I give, devise and bequeath unto my son, Francis Marion, his heirs and assigns the tract of land whereon he and I reside, known as the Myers farm, containing three hundred and twenty nine acres more or less…

Just when, I have wondered, did the former Myers farm become my family’s home farm.  Last week I unearthed a document in the Minor Papers that provides an important clue.

An article of Agreement made and concluded between James McFarland of Cumberland Township (housejoiner) and John P. Minor of Green Township both of Green County Pennsylvania on the twenty second of February eighteen hundred and thirty one as follows

John P. Minor was to purchase and supply all the materials for the project, and furnish board and lodging to James McFarland for the duration of the project.  In addition Mr. McFarland would receive $300 upon the satisfactory conclusion of all work.
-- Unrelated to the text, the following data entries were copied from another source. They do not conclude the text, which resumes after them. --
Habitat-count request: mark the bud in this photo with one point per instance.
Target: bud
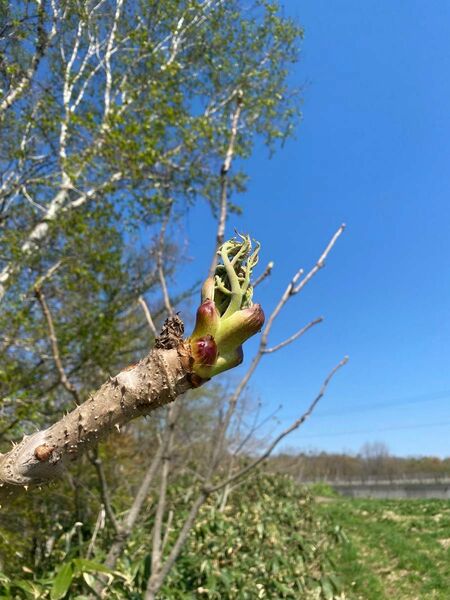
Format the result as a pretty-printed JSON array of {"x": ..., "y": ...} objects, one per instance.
[
  {"x": 223, "y": 363},
  {"x": 204, "y": 350},
  {"x": 207, "y": 321},
  {"x": 242, "y": 324},
  {"x": 208, "y": 289}
]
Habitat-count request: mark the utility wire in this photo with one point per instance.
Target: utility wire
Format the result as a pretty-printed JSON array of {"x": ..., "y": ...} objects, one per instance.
[
  {"x": 445, "y": 395},
  {"x": 369, "y": 431}
]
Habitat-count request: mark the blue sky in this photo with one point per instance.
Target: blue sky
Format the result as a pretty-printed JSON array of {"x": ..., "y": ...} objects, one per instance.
[{"x": 373, "y": 151}]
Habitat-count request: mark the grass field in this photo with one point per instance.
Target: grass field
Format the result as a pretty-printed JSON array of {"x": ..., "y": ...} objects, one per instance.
[{"x": 396, "y": 550}]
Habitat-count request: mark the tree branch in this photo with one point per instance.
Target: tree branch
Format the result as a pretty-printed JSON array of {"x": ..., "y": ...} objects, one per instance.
[{"x": 156, "y": 380}]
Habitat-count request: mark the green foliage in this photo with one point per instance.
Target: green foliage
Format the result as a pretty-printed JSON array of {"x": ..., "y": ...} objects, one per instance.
[
  {"x": 322, "y": 489},
  {"x": 395, "y": 548},
  {"x": 269, "y": 542}
]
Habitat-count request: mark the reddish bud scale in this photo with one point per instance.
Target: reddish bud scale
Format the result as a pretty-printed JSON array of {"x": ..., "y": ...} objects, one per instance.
[
  {"x": 204, "y": 350},
  {"x": 240, "y": 327},
  {"x": 207, "y": 320}
]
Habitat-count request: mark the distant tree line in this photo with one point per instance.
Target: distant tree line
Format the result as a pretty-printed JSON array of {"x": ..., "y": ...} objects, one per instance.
[{"x": 373, "y": 460}]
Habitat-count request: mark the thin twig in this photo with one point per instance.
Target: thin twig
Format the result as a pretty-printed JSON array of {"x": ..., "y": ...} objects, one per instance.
[
  {"x": 226, "y": 166},
  {"x": 54, "y": 343},
  {"x": 148, "y": 315},
  {"x": 160, "y": 262},
  {"x": 293, "y": 337},
  {"x": 157, "y": 544},
  {"x": 265, "y": 274},
  {"x": 295, "y": 425},
  {"x": 104, "y": 489},
  {"x": 321, "y": 262}
]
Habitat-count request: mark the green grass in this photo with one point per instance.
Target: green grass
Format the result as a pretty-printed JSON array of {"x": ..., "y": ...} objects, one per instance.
[{"x": 396, "y": 548}]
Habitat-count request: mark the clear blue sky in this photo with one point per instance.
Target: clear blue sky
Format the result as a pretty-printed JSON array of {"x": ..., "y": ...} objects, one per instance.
[{"x": 373, "y": 151}]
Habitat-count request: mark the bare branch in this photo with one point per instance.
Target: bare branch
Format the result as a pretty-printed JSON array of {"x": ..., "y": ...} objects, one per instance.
[
  {"x": 104, "y": 490},
  {"x": 54, "y": 343},
  {"x": 321, "y": 262},
  {"x": 226, "y": 165},
  {"x": 161, "y": 506},
  {"x": 295, "y": 425},
  {"x": 160, "y": 262},
  {"x": 157, "y": 380},
  {"x": 148, "y": 315},
  {"x": 266, "y": 273},
  {"x": 156, "y": 579},
  {"x": 293, "y": 337}
]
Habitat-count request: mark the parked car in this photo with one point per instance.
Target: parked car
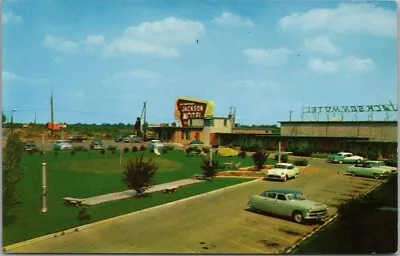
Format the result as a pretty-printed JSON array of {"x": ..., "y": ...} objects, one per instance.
[
  {"x": 288, "y": 203},
  {"x": 62, "y": 145},
  {"x": 97, "y": 145},
  {"x": 344, "y": 157},
  {"x": 283, "y": 172},
  {"x": 155, "y": 143},
  {"x": 370, "y": 169},
  {"x": 30, "y": 145},
  {"x": 118, "y": 138},
  {"x": 77, "y": 139}
]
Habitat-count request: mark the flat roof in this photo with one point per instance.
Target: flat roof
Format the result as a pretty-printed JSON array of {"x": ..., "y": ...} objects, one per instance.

For his part, James McFarland was to

complete the joiner work of the brick house formerly occupied by Jacob Myers.

The agreement stipulates that he was then to finish the floors and petition three rooms off on each floor

according to the construction of the said house.

Mr. McFarland was also charged with making cupboards, and sashes for the upstairs window, and casing and fixing off all the windows in the whole house.

and run up two pair of stairs in the dwelling house ….a pair of stairs to be run up outside on the porch and a drysink on the inside byside of chimney  the doors to be taken down and the facings new and then hung and mantle peaces and cheer boards and wash boards and all other things necessary to complete the building is to be done by said McFarland.

The house described bears a striking resemblance to the house my mother described as her childhood home.  For now, til new evidence surfaces to contradict me, I believe that the brick house, formerly occupied by Jacob Myers, was handsomely renovated by one James McFarland in 1831, and subsequently occupied by generations of John P. Minor descendants.